Last September Balacki implemented what he calls the five-year look-back program, which gives family who terminated legal rights to deceased relatives, or friends of the deceased, the opportunity to take them home now.
The program targets individuals who have been dead at least five years and waives the normal $750 county cremation fee charged after one year post-cremation. Staff review a few files at a time when they have downtime and attempt to contact previously identified relatives about the option to retrieve remains.
Currently, 61 of the 95 remaining unclaimed remains in Montgomery County’s possession roughly 70% were family-authorized county cremations, according to county data.

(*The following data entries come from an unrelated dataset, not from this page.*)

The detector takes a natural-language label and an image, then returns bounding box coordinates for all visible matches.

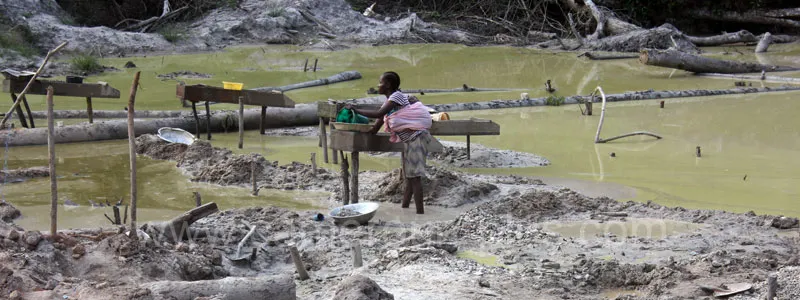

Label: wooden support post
[239,96,244,149]
[206,101,211,141]
[250,162,258,196]
[22,95,36,128]
[111,205,122,225]
[325,119,339,165]
[334,151,350,205]
[46,86,58,236]
[467,134,472,160]
[289,246,309,280]
[192,192,203,207]
[319,118,328,164]
[86,97,94,124]
[767,275,778,300]
[353,241,364,268]
[258,106,267,135]
[128,71,141,239]
[11,93,28,128]
[192,101,200,139]
[311,152,317,177]
[350,151,358,203]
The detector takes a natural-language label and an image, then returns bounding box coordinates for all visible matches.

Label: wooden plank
[176,84,295,107]
[429,119,500,135]
[3,79,120,99]
[330,130,444,152]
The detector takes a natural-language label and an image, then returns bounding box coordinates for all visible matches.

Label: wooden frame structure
[175,83,295,149]
[2,69,120,128]
[317,102,500,205]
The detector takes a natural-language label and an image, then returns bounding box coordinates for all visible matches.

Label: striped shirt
[386,91,424,143]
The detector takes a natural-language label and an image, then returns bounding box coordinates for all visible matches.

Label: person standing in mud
[347,71,432,214]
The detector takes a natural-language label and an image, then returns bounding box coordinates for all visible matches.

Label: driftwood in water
[694,73,800,84]
[367,84,526,95]
[253,71,361,92]
[0,103,318,146]
[639,49,800,74]
[578,52,639,60]
[593,86,661,144]
[686,30,756,47]
[756,32,772,53]
[428,86,800,112]
[150,202,219,243]
[139,275,297,300]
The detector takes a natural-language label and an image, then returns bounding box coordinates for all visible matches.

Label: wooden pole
[206,101,211,141]
[339,151,350,205]
[46,86,58,236]
[350,151,358,203]
[353,241,364,268]
[289,245,309,280]
[325,118,339,165]
[192,101,200,139]
[128,71,141,239]
[767,275,778,300]
[86,97,94,124]
[258,106,267,134]
[239,96,244,149]
[0,42,67,128]
[311,152,317,177]
[22,96,36,128]
[11,93,28,128]
[319,118,328,164]
[467,134,472,160]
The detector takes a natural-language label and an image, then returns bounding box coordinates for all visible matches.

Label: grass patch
[70,54,103,73]
[158,24,186,43]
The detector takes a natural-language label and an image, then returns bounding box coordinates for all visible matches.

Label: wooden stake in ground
[239,96,244,149]
[128,71,141,239]
[289,246,309,280]
[594,86,661,144]
[0,42,67,128]
[45,86,58,236]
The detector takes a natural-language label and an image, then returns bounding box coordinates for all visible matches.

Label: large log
[639,49,800,74]
[0,103,319,146]
[253,71,361,92]
[428,86,800,112]
[686,30,756,47]
[139,275,296,300]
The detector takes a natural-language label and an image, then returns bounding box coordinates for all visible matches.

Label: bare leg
[407,176,425,215]
[401,178,414,208]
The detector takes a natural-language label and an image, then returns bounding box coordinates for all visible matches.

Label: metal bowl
[330,202,380,225]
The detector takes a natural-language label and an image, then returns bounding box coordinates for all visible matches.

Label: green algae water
[0,45,800,229]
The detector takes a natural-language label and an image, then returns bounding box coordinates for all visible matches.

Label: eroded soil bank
[0,136,800,299]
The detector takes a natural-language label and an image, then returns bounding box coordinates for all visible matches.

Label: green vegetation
[0,25,39,57]
[545,95,566,106]
[70,54,103,73]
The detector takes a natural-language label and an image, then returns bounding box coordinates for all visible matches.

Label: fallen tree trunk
[367,84,527,95]
[427,86,800,112]
[686,30,756,47]
[253,71,361,92]
[26,110,184,119]
[639,49,800,74]
[0,103,319,146]
[139,275,297,300]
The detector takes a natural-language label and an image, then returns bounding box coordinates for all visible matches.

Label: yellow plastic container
[222,81,244,91]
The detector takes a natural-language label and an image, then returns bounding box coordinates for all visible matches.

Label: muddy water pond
[0,45,800,228]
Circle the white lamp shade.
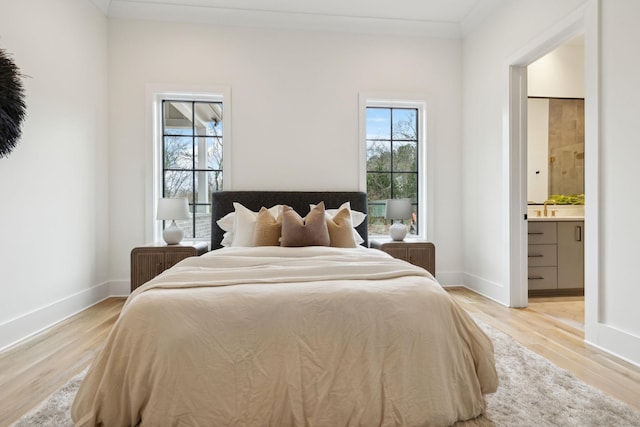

The new program addresses what Balacki and others believe is a significant reason families turn to county cremations: the inability to pay for even a direct cremation of a body, which can cost $1,000 or more.
“This is going on all the time. I can’t count how many times I’ve been on the phone with families, and grandpa dies and they can’t put together $800 for a direct cremation,” said Joshua Slocum, executive director of the National Funeral Consumers Alliance in Vermont.
Some states provide cremations for the poor, and some counties offer financial assistance, but they are the exceptions, Slocum said.
“Some places the system is punitive and cruel when a family can’t pay for cremation and with (government-funded) cremations they are keeping the ashes,” he added. ”’I sincerely believe most people are not out on the make to get grandma a county cremation.”
Her daughter didn’t know about the new look-back program when she contacted the Montgomery County Coroner in early December about retrieving her brother’s remains, Carol Merinar said.
“My daughter is so generous,” she added. “She wanted to do that even though she knew it would cost her a bit of money.”
James, her youngest child, was a “Dennis the Menace” the kid. His curiosity sometimes got him in trouble, like when he was 9 years old and he and a neighbor went joy riding in a golf cart.
He loved people, and loved helping others, Merinar said. He liked softball and wrestling. He was small for his age and kids gave him a hard time, she said.
After he graduated high school he worked as a handyman doing electrical, plumbing heating and air-conditioning work with his father. He learned bricklaying and cement work. He was married briefly, but had no children, she said.
When James died, he had no insurance to bury him, Merinar said.
“It happened so fast. We couldn’t even think,” she said. “The (coroner’s office) said they store people and when wanted could take him out. We felt so bad at leaving him at the morgue.”